I've seen and heard a lot of folks discussing what they perceive as unreasonable expectations among Obama supporters. This perception has been no doubt fueled by the Republican-formulated meme that people view our next president as a "Messiah". They believe that he has promised everything to everybody, and that the public will hold him to ridiculously high standards. The reality is that Obama is no extremist, despite what we heard during the election out of the McCain camp. If anything he is a centrist. Leaving aside the center-right or center-left characterizations, we can expect the former Senator from Illinois to take a pragmatic approach to governance. "Better than Bush" is as far as I'm willing to go in my speculations.

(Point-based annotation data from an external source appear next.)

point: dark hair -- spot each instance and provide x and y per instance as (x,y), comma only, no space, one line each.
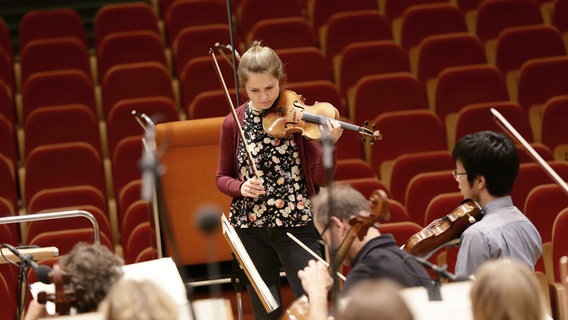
(491,155)
(93,268)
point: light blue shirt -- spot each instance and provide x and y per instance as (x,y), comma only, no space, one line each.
(503,232)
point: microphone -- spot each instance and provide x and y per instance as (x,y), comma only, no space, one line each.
(41,271)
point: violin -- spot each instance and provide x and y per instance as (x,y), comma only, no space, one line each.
(445,230)
(279,121)
(359,226)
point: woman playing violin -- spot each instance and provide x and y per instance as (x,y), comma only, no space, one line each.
(274,198)
(375,256)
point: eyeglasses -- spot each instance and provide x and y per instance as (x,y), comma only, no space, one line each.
(456,174)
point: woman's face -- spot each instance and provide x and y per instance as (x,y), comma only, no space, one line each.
(262,90)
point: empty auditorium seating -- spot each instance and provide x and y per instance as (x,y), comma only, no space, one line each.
(120,17)
(319,11)
(135,80)
(419,21)
(281,33)
(57,87)
(459,86)
(423,187)
(375,94)
(516,45)
(305,64)
(461,123)
(185,13)
(62,164)
(130,46)
(552,131)
(366,58)
(251,12)
(407,128)
(54,54)
(196,41)
(51,23)
(61,123)
(492,17)
(348,27)
(406,166)
(440,51)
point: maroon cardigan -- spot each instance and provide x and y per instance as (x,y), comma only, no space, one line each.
(227,178)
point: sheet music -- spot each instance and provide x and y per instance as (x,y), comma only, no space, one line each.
(455,303)
(239,250)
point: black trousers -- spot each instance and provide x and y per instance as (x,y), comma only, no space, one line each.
(271,248)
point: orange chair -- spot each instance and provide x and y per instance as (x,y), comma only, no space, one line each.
(353,169)
(65,240)
(7,105)
(125,161)
(408,165)
(516,45)
(35,228)
(8,142)
(405,127)
(348,27)
(559,12)
(442,205)
(121,123)
(376,94)
(401,231)
(198,75)
(542,205)
(423,188)
(195,41)
(202,12)
(367,58)
(320,91)
(51,23)
(63,164)
(135,80)
(190,174)
(419,21)
(9,185)
(531,175)
(128,47)
(282,33)
(64,123)
(210,104)
(440,51)
(559,248)
(57,87)
(481,112)
(541,79)
(120,17)
(54,54)
(459,86)
(494,16)
(7,69)
(305,64)
(554,116)
(320,11)
(251,12)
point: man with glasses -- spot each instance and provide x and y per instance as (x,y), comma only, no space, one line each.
(487,164)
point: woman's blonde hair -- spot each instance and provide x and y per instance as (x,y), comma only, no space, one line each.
(132,299)
(506,290)
(260,59)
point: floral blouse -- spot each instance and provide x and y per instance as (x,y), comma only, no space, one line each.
(286,202)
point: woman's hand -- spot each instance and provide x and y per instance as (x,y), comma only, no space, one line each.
(252,188)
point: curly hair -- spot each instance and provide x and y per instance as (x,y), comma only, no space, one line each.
(93,269)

If you still fear (or hope) that our new federal executive is a "socialist", you should take a good, hard look at the team he's built so far. Last Friday, it was announced that Timothy Geithner (president of the Federal Reserve Bank of New York since 2004) will be the next Treasury Secretary. The markets responded by jumping ahead 500 points. Geithner is a Brooklyn native, and has attended Dartmouth and Johns Hopkins University. He is a world-traveler, having lived in India, China, Thailand, and Indonesia. It's notable that Geithner is not a "professional economist". His first job in government was with the US Treasury Department in 1988. He served as Under Secretary of the Treasury for International Affairs in the Clinton years, and then moved on to the Council on Foreign Relations and the International Monetary Fund.

Geithner is particularly known for dealing with crisis. This past March he engineered the rescue and sale of Bear Stearns, but also helped make the decision to let Lehman Brothers fail. He is also credited with managing serious troubles in Brazil, Mexico, Indonesia, South Korea and Thailand. During the current debacle in the US, he's had a close working relationship with Federal Reserve Chairman Ben Bernanke and Treasury Secretary Henry Paulson. He's an establishment guy, with ties to Clinton advisers like Lawrence Summers and Robert Rubin. His philosophy is no doubt in line with the architects of the $750+ bailout that was recently approved by Congress. He's succinctly encapsulated his working philosophy by saying, “Most consequential choices involve shades of gray, and some fog is often useful in getting things done.” (The Wall Street Journal, Feb. 20, 2007).

On a personal level, it is said that Geithner is avowedly non-partisan, and a registered independent. He's known for his willingness to challenge authority, self-deprecating humor, and vast resources of energy. But he's also reportedly even-keeled and conciliatory. He's likely to maintain his close associations with Bernanke and Summers (who was pegged by Obama to be Chairman of the National Economic Council / Assistant to the President for Economic Policy*). It's evident that Geithner is an advocate of applying a robust activism in order to "save" the markets. Whether that means "business as usual" is yet to be seen, but the scuttlebutt is that Geithner wants even more power to search for solutions in order to avoid another Great Depression.

* Some suspect that Summers was offered this position instead of Treasury Secretary in order to avoid tricky confirmation hearings. Summers is known as an advocate of unfettered "free markets" and deregulation. This article, however, suggests that Geithner has been arguing for more consolidated supervision over the banking and financial industries.

There is also speculation that Lawrence Summers will be groomed to become the next Fed Chairman when Ben Bernanke's term expires in 2010.